微钙化增加了斑块的易损性,并已成为糖尿病患者急性心血管事件的重要驱动因素。然而,其调控机制仍不清楚。DJ-1是一种多功能蛋白,可能在糖尿病并发症的发生发展中发挥潜在作用。因此,本研究旨在探讨DJ-1与糖尿病斑块中微钙化之间的关系,并研究其机制。
在糖尿病足截肢患者的胫前动脉、糖尿病载脂蛋白E缺陷(ApoE-/-)小鼠模型和血管平滑肌细胞(VSMC)模型中确定DJ-1与糖尿病血管微钙化之间的调控关系。检测DJ-1的泛素化和乙酰化水平,并探讨乙酰化-泛素化的相互作用。然后,阐明DJ-1对晚期糖基化终末产物受体(RAGE)的调控作用。此外,观察DJ-1在糖尿病微环境中胶原-基质小泡(MVs)相互作用中的作用。用蛋白质组学和仿生MVs模型验证MVs的胶原相互作用表面蛋白。在临床样本中,胫前动脉斑块中微钙化结节的数量与DJ-1表达呈负相关。在糖尿病ApoE-/-小鼠和VSMCs模型中,敲低DJ-1显著增加了微钙化结节的数量。N-乙酰转移酶10(NAT10)是DJ-1的乙酰转移酶。
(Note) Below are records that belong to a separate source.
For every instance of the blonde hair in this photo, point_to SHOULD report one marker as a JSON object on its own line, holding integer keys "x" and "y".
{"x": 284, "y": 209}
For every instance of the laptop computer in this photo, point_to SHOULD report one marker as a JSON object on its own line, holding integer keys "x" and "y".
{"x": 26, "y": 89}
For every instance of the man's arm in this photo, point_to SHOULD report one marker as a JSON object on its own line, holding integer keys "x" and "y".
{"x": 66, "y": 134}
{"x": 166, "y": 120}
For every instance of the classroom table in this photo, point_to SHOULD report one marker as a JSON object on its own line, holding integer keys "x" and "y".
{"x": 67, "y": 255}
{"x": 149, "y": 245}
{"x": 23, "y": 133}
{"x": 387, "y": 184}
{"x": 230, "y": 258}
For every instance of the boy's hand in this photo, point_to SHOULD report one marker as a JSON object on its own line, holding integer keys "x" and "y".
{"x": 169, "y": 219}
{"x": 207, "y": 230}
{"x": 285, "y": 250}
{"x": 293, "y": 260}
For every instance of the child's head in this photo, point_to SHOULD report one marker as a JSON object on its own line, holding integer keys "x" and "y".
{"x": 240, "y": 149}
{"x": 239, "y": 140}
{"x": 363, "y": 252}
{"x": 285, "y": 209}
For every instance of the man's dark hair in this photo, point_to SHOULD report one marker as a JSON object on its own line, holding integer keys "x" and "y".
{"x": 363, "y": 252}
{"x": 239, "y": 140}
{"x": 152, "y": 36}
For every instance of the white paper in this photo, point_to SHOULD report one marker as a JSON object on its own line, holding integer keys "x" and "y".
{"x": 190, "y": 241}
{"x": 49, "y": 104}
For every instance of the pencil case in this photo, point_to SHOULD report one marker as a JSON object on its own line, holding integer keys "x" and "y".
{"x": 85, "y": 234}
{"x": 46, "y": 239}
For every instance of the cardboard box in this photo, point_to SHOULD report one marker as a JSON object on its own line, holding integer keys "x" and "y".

NAT10可以与DJ-1的泛素化相互作用,并通过E3泛素连接酶含三联基序蛋白32(TRIM32)增强DJ-1的泛素化。此外,敲低DJ-1激活了信号转导子和转录激活子1(STAT1),然后STAT1可以与RAGE启动子结合,从而上调RAGE。此外,敲低DJ-1显著促进了糖尿病微环境中胶原-MVs的相互作用。乳脂肪球表皮生长因子8(MFGE8)可能作为一种胶原相互作用蛋白。MFGE8蛋白的包被可以增加胶原与仿生MVs之间的相互作用。
在糖尿病微环境中,DJ-1是血管微钙化的保护因子。NAT10和TRIM32介导的乙酰化-泛素化相互作用导致DJ-1的降解。DJ-1的减少可激活DJ-1/STAT1/RAGE微钙化信号。此外,在DJ-1介导的微钙化信号刺激下,VSMCs释放富含MFGE8的MVs。MFGE8促进胶原-MVs相互作用,最终加速微钙化的形成。